L’inchiesta interna alla Pl e l’informativa in Procura
In base a quando emerge dalle 31 pagine del decreto l’inchiesta
nasce dalla volontà della Procura di Genova di approfondire un’informativa arrivatale dal comando della polizia locale che aveva condotto un’inchiesta interna dopo che due vigilesse avevano segnalato all’assessore alla polizia locale Sergio Gambino una serie di comportamenti illeciti e inappropriati da parte di colleghi. Al momento non è possibile conoscere il contenuto esatto dell’annotazione inviata dal comandante Gianluca Giurato alla Procura a conclusione dell’indagine interna (che è stata fatta senza informare preventivamente l’autorità giudiziaria) alla fine dello scorso novembre.
Premesso che per questa vicenda il comandante Giurato non è indagato, la pm Sabrina Monteverde, letta l’informativa, decide di approfondire per vederci chiaro: per questo affida l’inchiesta alla squadra mobile che convoca immediatamente le due vigilesse che confermano e dettagliano i fatti a cui hanno
assistito direttamente. Non solo: agli investigatori consegnano i telefoni in modo che possano essere estratti per intero i contenuti della chat ‘Quei bravi ragazzi’, una sorta di chat parallela (23 i partecipanti) a quella ufficiale del reparto (la chat RU con 46 membri).
Le botte a Capodanno: “Primi cioccolatini dell’anno dispensati“
“Primi cioccolatini dell’anno dispensati” scrivono alcuni agenti in chat alludendo a un cittadino sudamericano arrestato e malmenato la notte di Capodanno .”Chi è il dottore?” chiede uno dei partecipanti alla chat. “Ha gradito da più dottori”, “Ne ha mangiati tanti gusti a sto giro, era ghiotto e affamato” dicono ancora sempre utilizzando la metafora dei dolci e delle caramelle per indicare le botte e postando la foto dell’arrestato in manette. “Cos’ha combinato sto Coglionazzo????” chiede un altro e e uno degli indagati risponde “A de Ferrari è un po’ su di
giri, ha voluto fare un brindisi con noi”, “Ha brindato rompendo il bicchiere in testa“.

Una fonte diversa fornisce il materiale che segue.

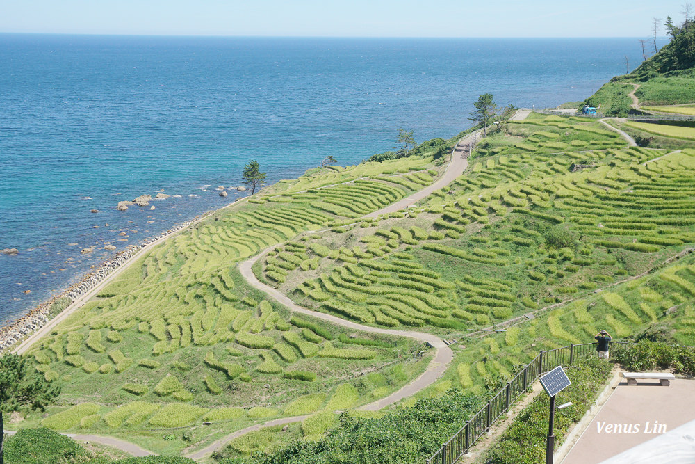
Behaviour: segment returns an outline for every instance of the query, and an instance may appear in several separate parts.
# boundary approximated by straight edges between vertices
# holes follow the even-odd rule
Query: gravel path
[[[17,433],[16,431],[11,430],[6,430],[5,433],[8,435],[15,435]],[[121,451],[129,453],[136,458],[141,458],[145,456],[156,456],[152,451],[148,451],[145,448],[141,448],[134,443],[131,443],[120,438],[114,438],[113,437],[104,437],[99,435],[78,435],[75,433],[61,433],[61,435],[65,435],[66,437],[70,437],[73,440],[83,443],[85,442],[90,443],[93,442],[95,443],[101,443],[101,445],[113,447]]]
[[[624,119],[623,119],[623,120],[620,120],[620,119],[617,119],[617,120],[622,120],[622,121],[623,121],[623,122],[625,121],[625,120],[624,120]],[[635,142],[635,139],[634,139],[634,138],[632,138],[632,137],[630,137],[630,136],[629,136],[629,135],[628,134],[628,133],[627,133],[627,132],[626,132],[626,131],[621,131],[621,130],[620,130],[619,129],[616,129],[616,128],[615,128],[615,127],[614,127],[613,126],[612,126],[612,125],[610,125],[610,124],[608,124],[607,122],[605,122],[605,120],[603,120],[603,119],[600,119],[600,120],[598,120],[598,122],[600,122],[601,124],[603,124],[603,125],[605,125],[605,126],[606,127],[607,127],[608,129],[611,129],[612,131],[613,131],[614,132],[617,132],[618,134],[619,134],[620,135],[621,135],[621,136],[623,136],[623,138],[624,138],[625,140],[628,141],[628,145],[630,145],[630,147],[637,147],[637,142]]]
[[[526,117],[530,114],[530,113],[531,110],[529,109],[518,110],[510,119],[512,120],[525,119]],[[459,176],[463,174],[464,171],[466,170],[466,168],[468,166],[468,156],[470,154],[469,150],[471,146],[471,143],[475,143],[475,140],[479,136],[478,132],[479,131],[476,131],[475,132],[461,138],[459,141],[456,147],[454,147],[451,160],[449,161],[449,164],[447,166],[443,175],[442,175],[442,177],[437,181],[425,189],[414,193],[410,196],[403,198],[402,200],[378,211],[375,211],[373,213],[368,214],[367,216],[376,217],[379,214],[392,213],[407,208],[415,204],[416,202],[426,198],[432,192],[446,186],[455,180]],[[239,271],[241,273],[242,276],[252,287],[268,294],[275,301],[286,306],[293,312],[298,312],[308,316],[313,316],[313,317],[317,317],[347,328],[362,330],[370,333],[379,333],[388,335],[395,335],[398,337],[408,337],[409,338],[429,343],[436,349],[434,358],[430,362],[430,365],[427,366],[425,372],[420,374],[419,377],[388,397],[361,406],[358,408],[358,409],[361,410],[376,411],[391,404],[400,401],[404,398],[411,397],[418,392],[420,392],[424,388],[431,385],[438,378],[439,378],[442,374],[444,374],[445,371],[446,371],[449,364],[454,358],[454,353],[452,351],[451,349],[449,348],[446,344],[442,342],[439,337],[421,332],[396,330],[394,329],[384,329],[377,327],[371,327],[370,326],[364,326],[355,322],[352,322],[350,321],[347,321],[336,316],[327,314],[318,311],[313,311],[312,310],[300,306],[284,294],[259,281],[256,278],[256,275],[254,274],[252,268],[259,259],[265,256],[268,252],[277,246],[277,245],[269,246],[263,250],[263,252],[252,258],[250,258],[249,259],[247,259],[246,261],[242,262],[239,264]],[[263,426],[270,426],[272,425],[277,425],[279,424],[289,424],[291,422],[300,422],[306,419],[307,417],[308,416],[296,416],[294,417],[284,417],[283,419],[279,419],[275,421],[265,422],[263,424],[257,424],[238,430],[234,433],[218,440],[199,451],[187,455],[187,457],[193,459],[200,459],[206,455],[224,447],[227,443],[229,442],[234,438],[242,436],[249,432],[258,430]]]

I 1200 euro spariti: “Tanto le bodycam le abbiamo attivate dopo e abbiamo i filmati”
Tra gli episodi citati quello del furto di 1200 euro (il reato è peculato trattandosi di pubblici ufficiali), in cui una delle vigilesse donne, dopo che un collega si era preoccupato visto che il proprietario della casa appena si era accorto dell’ammanco si era infuriato dicendo che avrebbe denunciato tutti, aveva detto: “ha detto che gli abbiamo fatto saltare 1500 euro ma non può provarlo. Siamo noi contro di lui e abbiamo attivato le bodycam che dimostrano che non abbiamo toccato niente. Può andare a fare denuncia dove vuole, tanto abbiamo attivato dopo e abbiamo i filmati”.
Circa gli accessi negli alloggi da sgomberare senza preventiva
determina del dirigente e senza, in qualche caso – come emergerebbe dalle prime indagini – la presenza di un loro superiore in loco (con qualifica di ufficiale di polizia giudiziaria) in chat uno di loro scrive, quasi ad anticipare una preoccupazione: “Il problema è che con questo giochino abbiamo fatto un bel po’ di reati”.
L’obiettivo della perquisizione e del sequestro di ieri, che ha portato a trovare almeno un manganello nell’armadietto di uno degli indagati, come avevano raccontato le vigilesse e come ha confermato una delle vittime di un pestaggio, è anche quello di scoprire ulteriori eventuali reati anche proprio grazie alla chat incriminata, visto che le due agenti che hanno denunciato gli abusi nell’ottobre scorso, parlando di una prassi consolidata e sistematica, erano state immediatamente trasferite ad altro incarico.
Intanto una decina dei quindici agenti indagati ha fatto ricorso al Riesame per chiedere il dissequestro dei telefoni.